We’re getting the vaccine hysteria we should have expected

A vaccine for the coronavirus, we were told, was supposed to be our salvation, our “way out” of the lockdown, “social distancing” nightmare.

Made ya look!

The news media are now pushing hysteria over the slow pace with which vaccines are being distributed, pointing the finger at ⁠— where else? ⁠— the Trump administration for failing to hit its own goal of 20 million vaccinations by the end of 2020. (So far, only 4 million have gotten the vaccine.)

CNN anchor Alisyn Camerota on Monday berated Moncef Slaoui, the top adviser for the White House’s Warp Speed vaccination project, for the lag. “Vaccines don’t matter unless you vaccinate people,” babbled Camerota. She also offered the helpful suggestion that the federal government might host inoculation parties, wherein “you could fill stadiums, you could have convention centers, you could have people lined up and vaccinate tens of thousands in one fell swoop.”
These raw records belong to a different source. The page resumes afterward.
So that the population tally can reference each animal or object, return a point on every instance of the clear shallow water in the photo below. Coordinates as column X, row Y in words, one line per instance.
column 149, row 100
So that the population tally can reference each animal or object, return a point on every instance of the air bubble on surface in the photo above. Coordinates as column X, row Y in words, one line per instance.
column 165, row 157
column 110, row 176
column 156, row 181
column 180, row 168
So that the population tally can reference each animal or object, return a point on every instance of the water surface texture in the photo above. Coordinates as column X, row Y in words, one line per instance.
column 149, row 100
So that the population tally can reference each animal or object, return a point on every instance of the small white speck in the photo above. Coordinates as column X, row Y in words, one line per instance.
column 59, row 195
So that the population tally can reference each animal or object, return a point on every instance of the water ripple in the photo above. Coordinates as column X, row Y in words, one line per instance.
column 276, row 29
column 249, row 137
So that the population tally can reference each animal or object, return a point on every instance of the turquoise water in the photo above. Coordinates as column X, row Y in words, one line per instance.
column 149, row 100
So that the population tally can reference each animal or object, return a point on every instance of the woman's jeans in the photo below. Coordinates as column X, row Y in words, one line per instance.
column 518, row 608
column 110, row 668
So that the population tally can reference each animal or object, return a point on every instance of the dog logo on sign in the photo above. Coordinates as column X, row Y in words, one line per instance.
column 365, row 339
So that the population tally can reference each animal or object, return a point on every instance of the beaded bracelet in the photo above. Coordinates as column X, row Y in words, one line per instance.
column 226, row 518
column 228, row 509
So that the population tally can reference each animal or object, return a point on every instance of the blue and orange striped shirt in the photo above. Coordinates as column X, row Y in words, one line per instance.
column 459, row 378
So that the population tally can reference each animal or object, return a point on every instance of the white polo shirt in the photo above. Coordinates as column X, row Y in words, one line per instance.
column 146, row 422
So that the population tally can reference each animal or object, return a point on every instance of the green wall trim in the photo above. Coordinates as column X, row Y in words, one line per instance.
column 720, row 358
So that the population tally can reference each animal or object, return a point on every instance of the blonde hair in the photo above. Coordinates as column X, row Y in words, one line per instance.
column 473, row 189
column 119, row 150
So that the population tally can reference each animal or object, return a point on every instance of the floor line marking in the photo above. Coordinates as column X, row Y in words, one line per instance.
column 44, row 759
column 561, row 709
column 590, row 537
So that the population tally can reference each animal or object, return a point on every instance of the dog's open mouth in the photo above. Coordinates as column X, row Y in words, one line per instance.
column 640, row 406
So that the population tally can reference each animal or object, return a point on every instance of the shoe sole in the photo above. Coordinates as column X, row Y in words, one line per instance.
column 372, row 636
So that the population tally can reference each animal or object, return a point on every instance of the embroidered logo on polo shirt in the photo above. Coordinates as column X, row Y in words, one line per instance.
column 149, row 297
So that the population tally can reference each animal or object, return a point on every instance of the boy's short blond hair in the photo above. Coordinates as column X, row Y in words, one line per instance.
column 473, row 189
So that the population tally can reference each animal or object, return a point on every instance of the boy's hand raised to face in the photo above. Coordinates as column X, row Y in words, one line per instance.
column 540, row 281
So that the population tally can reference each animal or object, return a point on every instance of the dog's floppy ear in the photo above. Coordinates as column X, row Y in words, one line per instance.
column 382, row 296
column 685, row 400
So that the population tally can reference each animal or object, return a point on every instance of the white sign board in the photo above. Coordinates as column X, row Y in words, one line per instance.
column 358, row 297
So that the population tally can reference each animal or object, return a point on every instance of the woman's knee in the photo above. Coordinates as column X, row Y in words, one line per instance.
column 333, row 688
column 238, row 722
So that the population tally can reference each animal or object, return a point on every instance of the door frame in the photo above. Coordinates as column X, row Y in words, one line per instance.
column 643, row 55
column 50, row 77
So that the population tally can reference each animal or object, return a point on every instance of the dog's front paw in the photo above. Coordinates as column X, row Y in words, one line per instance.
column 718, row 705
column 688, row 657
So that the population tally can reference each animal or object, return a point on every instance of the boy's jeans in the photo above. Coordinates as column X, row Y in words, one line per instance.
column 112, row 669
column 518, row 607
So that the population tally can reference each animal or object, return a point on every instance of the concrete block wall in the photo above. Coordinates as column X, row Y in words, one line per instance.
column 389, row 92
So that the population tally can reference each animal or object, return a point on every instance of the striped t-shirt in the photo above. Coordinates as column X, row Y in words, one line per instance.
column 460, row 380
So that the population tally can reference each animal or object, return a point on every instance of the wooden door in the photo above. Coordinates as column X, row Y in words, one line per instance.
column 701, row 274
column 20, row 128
The ignorance of TV journalists is vast.

Camerota is apparently unaware that vaccine administration is done the same way everything else is being done these days, with social distance. The Wall Street Journal reported last week that getting vaccinated by a pharmaceutical that was rushed through production at breakneck speed isn’t like getting a flu shot at Walgreens. There might be a COVID-19 test administered to patients before receiving the shot. And then afterward, healthcare providers are monitoring recipients for allergic reactions. That can’t be done by the “tens of thousands in one fell swoop.”

Nobody should have expected a smooth vaccine rollout for a virus that has proven deadly for an exceedingly small portion of the population. But because COVID-19 is a threat to very specific groups of people ⁠— the elderly and the immunocompromised ⁠— the Centers for Disease Control and Prevention advises that states distribute the vaccine first to those same people but only after healthcare workers receive it first.

Well, now, we’re seeing that many of those groups of people don’t even want the vaccine, either out of fear it will cause a negative reaction in their bodies or because individuals have seen firsthand that the virus is mostly harmless to the vast majority of people who contract it and take the reasonable risk that it would be for them, too.

The low immunization numbers come in the context of the sainted Dr. Anthony Fauci suggesting nearly 80% of the U.S. population needs to be vaccinated in order for us to reach herd immunity from the virus.

Remember “15 days to slow the spread?” Remember Fauci seeing “light at the end of the tunnel”? We’re coming up on the anniversary of those declarations. Feel free to celebrate, but do so at home, away from others, even though we now have a vaccine.